From rotavirus discovery to development of the RV3-BB vaccine to prevent rotavirus disease in babies from birth

 

Synopsis

The discovery of rotavirus as the most common cause of acute dehydrating diarrhea at the Royal Children’s Hospital and University of Melbourne in 1973 provided hope for prevention of a major cause of death in young children worldwide. Building from this discovery, MCRI researchers have dedicated 5 decades to understanding the rotavirus and to the development and implementation of rotavirus vaccines. The RV3-BB vaccine is based on a novel human neonatal rotavirus strain identified in healthy newborns in Melbourne in the 1980’s. The RV3-BB vaccine has been developed at MCRI as an affordable, oral rotavirus vaccine to target rotavirus disease prevention from birth.  A birth dose RV3-BB has the potential to offer direct and indirect benefits over routine infant rotavirus vaccine administration. The RV3-BB Vaccine has been licensed to developing country vaccine manufacturers and it is hoped that the BioFarma Indonesia manufactured RV3 vaccine will be licensed in 2026 for use in the Indonesia National Immunisation Program.

 

Speaker

Professor Julie Bines is a Paediatric Gastroenterologist and Clinical Nutrition Consultant at The Royal Children’s Hospital, Victor and Loti Smorgon Professor of Paediatrics at the University of Melbourne and leads the Enteric Diseases Group at Murdoch Childrens Research Institute. Professor Bines has led the development of the human neonatal rotavirus vaccine, RV3-BB vaccine, aimed at preventing rotavirus disease from birth in infants worldwide, including the clinical trials of RV3-BB vaccine in Australia, New Zealand, Indonesia and Malawi.

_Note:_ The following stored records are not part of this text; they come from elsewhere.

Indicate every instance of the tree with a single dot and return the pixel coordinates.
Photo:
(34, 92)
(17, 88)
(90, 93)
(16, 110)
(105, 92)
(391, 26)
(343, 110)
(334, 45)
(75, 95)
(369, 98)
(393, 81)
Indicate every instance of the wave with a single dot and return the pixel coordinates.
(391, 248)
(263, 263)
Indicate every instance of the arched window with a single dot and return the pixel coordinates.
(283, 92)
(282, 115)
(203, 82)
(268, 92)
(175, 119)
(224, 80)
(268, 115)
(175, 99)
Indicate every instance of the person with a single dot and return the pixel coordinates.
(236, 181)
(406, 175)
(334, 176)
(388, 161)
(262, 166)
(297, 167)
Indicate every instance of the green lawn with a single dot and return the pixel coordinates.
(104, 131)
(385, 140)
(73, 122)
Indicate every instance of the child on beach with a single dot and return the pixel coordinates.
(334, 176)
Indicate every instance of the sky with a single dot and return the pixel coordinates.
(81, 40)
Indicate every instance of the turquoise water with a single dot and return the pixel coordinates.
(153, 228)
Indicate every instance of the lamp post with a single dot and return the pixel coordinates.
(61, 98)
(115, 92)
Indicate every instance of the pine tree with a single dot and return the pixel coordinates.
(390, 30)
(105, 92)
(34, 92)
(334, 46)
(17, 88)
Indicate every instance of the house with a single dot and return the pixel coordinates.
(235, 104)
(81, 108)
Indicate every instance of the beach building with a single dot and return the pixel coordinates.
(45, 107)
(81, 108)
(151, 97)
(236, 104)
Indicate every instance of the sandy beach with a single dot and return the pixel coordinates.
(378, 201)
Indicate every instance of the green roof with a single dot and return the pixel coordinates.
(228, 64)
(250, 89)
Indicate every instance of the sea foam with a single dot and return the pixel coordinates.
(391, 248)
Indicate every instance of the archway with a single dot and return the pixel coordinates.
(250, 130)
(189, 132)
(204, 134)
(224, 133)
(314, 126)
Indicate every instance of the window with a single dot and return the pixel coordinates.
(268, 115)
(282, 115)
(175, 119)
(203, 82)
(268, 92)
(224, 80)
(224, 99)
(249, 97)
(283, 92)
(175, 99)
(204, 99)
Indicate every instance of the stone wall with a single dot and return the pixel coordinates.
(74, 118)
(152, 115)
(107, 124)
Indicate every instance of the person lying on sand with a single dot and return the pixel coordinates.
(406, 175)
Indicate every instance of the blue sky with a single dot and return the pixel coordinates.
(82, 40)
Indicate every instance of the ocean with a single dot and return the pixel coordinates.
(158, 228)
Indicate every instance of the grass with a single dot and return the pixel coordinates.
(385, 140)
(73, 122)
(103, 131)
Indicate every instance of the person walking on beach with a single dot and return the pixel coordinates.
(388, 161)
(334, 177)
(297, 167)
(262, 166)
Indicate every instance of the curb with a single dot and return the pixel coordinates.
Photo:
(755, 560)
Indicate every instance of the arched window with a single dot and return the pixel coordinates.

Professor Bines is Director of the WHO Collaborative Centre for Child Health and the WHO Rotavirus Regional Reference Laboratory for the Western Pacific Region. Her current research activities include understanding barriers to the effectiveness of oral vaccines in high child mortality regions, Typhoid and Typhoid vaccines and wastewater surveillance in low- and middle-income countries for enteric diseases and Pandemic X. Julie has had a longstanding interest in Clinical Nutrition and understanding the mechanisms associated with intestinal rehabilitation following massive small bowel resection.

Julie was recipient of the 2021 Eureka Prize for Infectious Diseases Research and the 2023 Roger Glass Award for Excellence in Rotavirus Research. In 2021 she was elected to the Australian Academy of Health and Medical Sciences.